Given these findings, it is clear that the previous classifications will not aid correct treatment as the whole spectrum of causes of instability is not included. Therefore a new classification was required and was pioneered at Stanmore by Bayley. This is the most current classification in use and it neatly ties in aspects of the previous classifications whilst extending them to include the plurality of pathology and the effect of time.
- Atraumatic Structural
- Muscle Patterning
Based on the concepts discussed above, there are three groups of causes of instability. One, two or all three can be present in a patient and indeed can change over time. A patient can be placed anywhere within the triangle to reflect the contributions of each group of causes and if the triangle is projected into a three dimensional shape, one can plot the effect of time on the relative contributions of each factor.
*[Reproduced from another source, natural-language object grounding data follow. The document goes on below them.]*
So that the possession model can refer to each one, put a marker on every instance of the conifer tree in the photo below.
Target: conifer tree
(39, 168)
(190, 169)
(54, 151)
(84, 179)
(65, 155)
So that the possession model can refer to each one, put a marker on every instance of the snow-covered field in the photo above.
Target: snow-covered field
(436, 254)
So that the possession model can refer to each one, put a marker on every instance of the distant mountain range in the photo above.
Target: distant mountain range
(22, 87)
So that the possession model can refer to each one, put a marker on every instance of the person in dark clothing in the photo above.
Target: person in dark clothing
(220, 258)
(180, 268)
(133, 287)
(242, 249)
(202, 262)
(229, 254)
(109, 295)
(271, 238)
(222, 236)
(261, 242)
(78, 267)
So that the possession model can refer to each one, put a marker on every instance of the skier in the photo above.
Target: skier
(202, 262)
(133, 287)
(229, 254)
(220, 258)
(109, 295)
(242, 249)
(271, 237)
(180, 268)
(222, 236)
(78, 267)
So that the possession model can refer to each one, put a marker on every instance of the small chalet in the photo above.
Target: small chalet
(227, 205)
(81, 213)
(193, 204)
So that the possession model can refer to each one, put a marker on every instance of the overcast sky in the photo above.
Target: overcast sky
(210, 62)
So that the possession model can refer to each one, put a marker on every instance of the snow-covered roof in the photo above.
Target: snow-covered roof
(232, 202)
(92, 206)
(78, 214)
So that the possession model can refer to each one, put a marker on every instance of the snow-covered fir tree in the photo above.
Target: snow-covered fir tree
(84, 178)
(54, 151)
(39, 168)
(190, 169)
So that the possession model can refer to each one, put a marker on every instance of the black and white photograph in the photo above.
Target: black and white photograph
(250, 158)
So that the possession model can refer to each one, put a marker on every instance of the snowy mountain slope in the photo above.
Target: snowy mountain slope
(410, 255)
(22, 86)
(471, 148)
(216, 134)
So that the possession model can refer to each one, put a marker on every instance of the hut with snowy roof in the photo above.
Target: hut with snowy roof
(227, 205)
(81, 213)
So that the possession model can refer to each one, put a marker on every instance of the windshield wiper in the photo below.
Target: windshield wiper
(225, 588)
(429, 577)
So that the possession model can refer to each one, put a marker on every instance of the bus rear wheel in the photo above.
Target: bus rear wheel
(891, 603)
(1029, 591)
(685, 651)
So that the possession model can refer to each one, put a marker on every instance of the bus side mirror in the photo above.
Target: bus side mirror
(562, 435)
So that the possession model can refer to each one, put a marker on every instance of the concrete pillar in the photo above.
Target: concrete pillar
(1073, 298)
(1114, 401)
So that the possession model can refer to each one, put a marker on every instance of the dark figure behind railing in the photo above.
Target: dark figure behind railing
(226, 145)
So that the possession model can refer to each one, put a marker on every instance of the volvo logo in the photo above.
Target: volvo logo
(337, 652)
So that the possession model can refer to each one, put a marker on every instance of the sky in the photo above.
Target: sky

- Extrinsic Force Traumatic
- Intrinsic Atraumatic Structural (including hyperlaxity)
- Muscle Patterning
The apices are labelled I, II and III as described above. As you go from one apex to the other, the relative contributions vary. As such the lines connecting apices are further labelled with the relative contribution. From the connecting line between apices, depending on the contribution of the opposite apex, one places the patient towards that opposite apex. The final axis is that of time. One can turn the triangle into three dimensions and plot the patient at time intervals from initial presentation to demonstrate how relative contributions from each factor changes.
Ultimately, a classification system should aid achievement of the best possible outcome by guiding treatment. The Stanmore classification currently provides the most comprehensive system for both simple and complex cases of instability. It caters for patients with muscle patterning disorders both of a pure nature and in combination with structural abnormalities. Most importantly however it helps to guide treatment towards those who require specialist physiotherapy and those who require surgery.